A colleague of mine recently discussed why the retention of Luka Modrić was key to Tottenham’s future success, and I fully endorse this claim. Following an indifferent start to his career in English football, Modrić has become an integral part of Harry Redknapp’s first-team and has been one of the chief contributors towards Tottenham’s hunt for Champions League football this season. Misused by Juande Ramos, Redknapp instantly noted the quality of Modrić upon taking over the White Hart Lane hot-seat, stating his intention to “build a team around him to play with him.” Modrić has repaid this faith with a string of impressive displays in the Spurs’ midfield, and it appears that these displays have not gone unnoticed.

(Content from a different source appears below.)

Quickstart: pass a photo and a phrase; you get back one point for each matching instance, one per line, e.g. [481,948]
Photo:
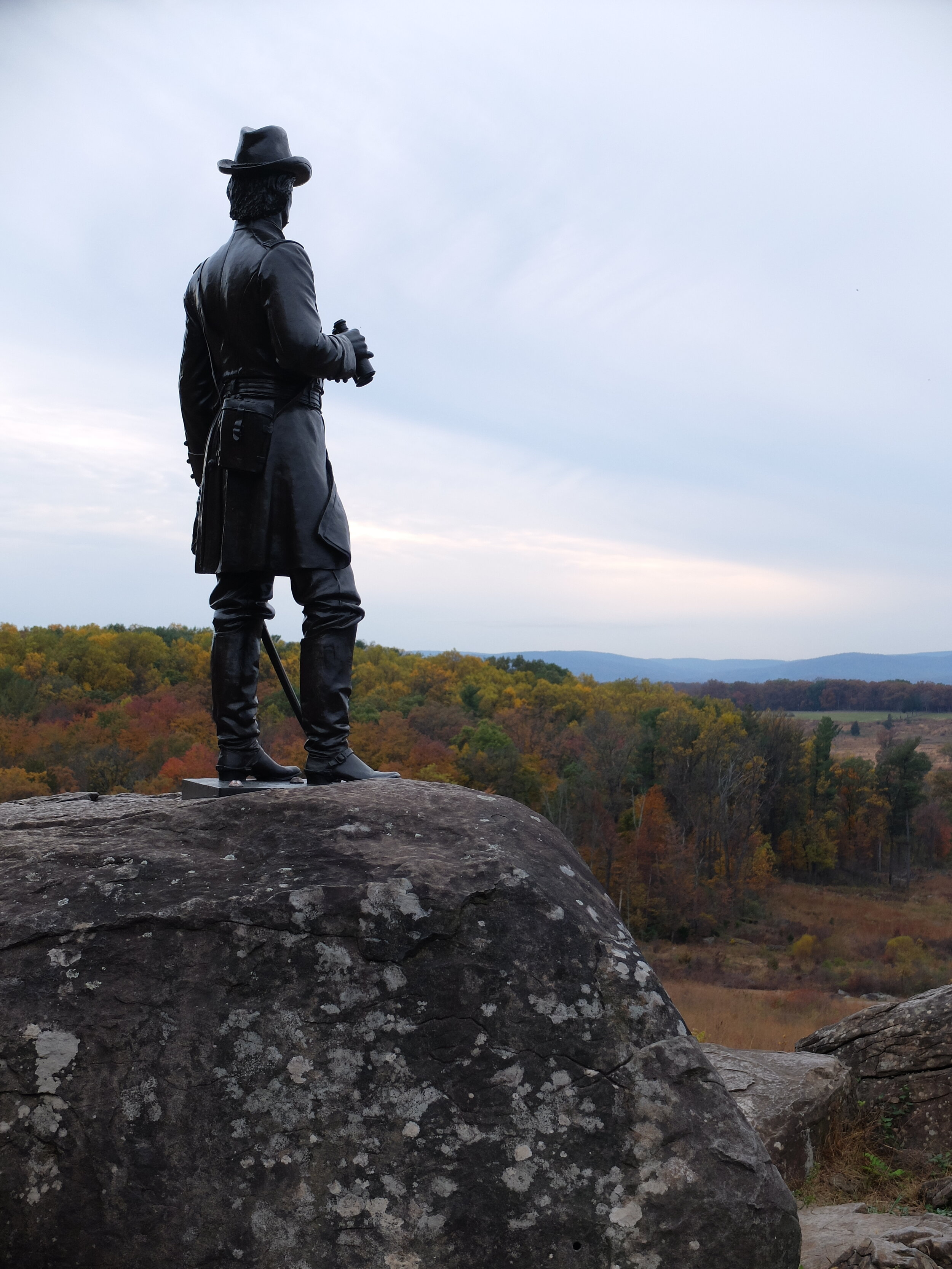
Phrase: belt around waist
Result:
[270,390]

The playmaker’s performances would certainly suggest that he is happy in his surroundings at White Hart Lane. With the open support of his manager, Modrić has been given the freedom to flourish. In addition to this, Spurs have also managed to acquire two of Modrić’s international team-mates in Vedran ‘Charlie’ Ćorluka (who just so happens happens to be Modric’s best friend) and Niko Kranjčar, further improving Modrić’s playing environment in order to achieve the best from him.

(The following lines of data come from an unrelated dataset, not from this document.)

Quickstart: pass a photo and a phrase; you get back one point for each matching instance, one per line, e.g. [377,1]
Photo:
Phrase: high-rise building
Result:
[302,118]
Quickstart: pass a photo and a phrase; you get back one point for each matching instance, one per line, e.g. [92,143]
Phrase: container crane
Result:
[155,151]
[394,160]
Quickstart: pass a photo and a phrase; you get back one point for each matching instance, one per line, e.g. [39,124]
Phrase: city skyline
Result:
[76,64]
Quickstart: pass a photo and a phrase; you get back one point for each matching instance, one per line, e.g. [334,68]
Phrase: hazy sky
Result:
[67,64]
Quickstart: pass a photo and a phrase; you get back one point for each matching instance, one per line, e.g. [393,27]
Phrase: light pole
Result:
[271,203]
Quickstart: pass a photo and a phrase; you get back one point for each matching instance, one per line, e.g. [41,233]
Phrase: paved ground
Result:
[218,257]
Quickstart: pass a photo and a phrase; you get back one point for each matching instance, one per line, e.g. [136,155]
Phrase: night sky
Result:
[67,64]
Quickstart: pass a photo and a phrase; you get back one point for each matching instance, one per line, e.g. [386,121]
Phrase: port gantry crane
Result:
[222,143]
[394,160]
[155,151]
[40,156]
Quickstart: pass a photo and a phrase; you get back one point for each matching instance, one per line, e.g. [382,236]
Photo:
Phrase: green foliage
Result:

The player himself has expressed his desire to play Champions League football, a desire which Spurs (at present) look like being able to fulfil. Speaking to The Times earlier this season, Modrić expressed his faith in the current Spurs side, stating that, “we should be fighting for the [Premier League] title soon. I hope in the future we can win it. This season is the start of something big.” The Croat is clearly a motivated young man and has ambitions of playing football at the highest level.
Modrić, 25 later this year, will soon be approaching the peak years of his career. Given his desire to play Champions League football, he will no doubt be enticed by the offer of joining an established top-four club with years of top-level European experience. Whilst Spurs finishing fourth would ensure them a spot in next season’s Champions League qualifying rounds, there is no guarantee that they would qualify for the tournament proper. The anticipated summer spending of rivals Manchester City means that the battle for fourth place will be even tougher next season, especially if Spurs have the ‘distraction’ of Champions League football too. A move to Old Trafford would be more likely to provide Modrić with the chance to play Champions League football year after year, at a club consistently challenging for the Premier League title.
Redknapp will no doubt be drawing upon all his managerial expertise to ensure Modrić stays at Tottenham. Fortunately for him, he will able to illustrate the “grass isn’t always greener” argument by pointing to the recent case of Dimitar Berbatov, who has seen his dream move to Manchester United turn somewhat sour over the last couple of seasons. Although an extreme example of how badly a dream move can go wrong, the demise of Robbie Keane from Spurs’ vice-captain to turning out in the SPL within 18 months, will also indicate to Modrić the ills of joining a ‘bigger’ club.
The previous two high-profile player transfers from Spurs to Manchester United occurred at a time when a gulf of difference existed between the two clubs. With Spurs’ recent ascension to the upper echelons of the Premier League, the gap between the two clubs is closing and it appears that Modrić will be able to fulfil his aspirations of top-level football at his current side. Fortunately for Spurs, I believe that, should they finish fourth, they will be able to hang on to their little magician (for this summer at least).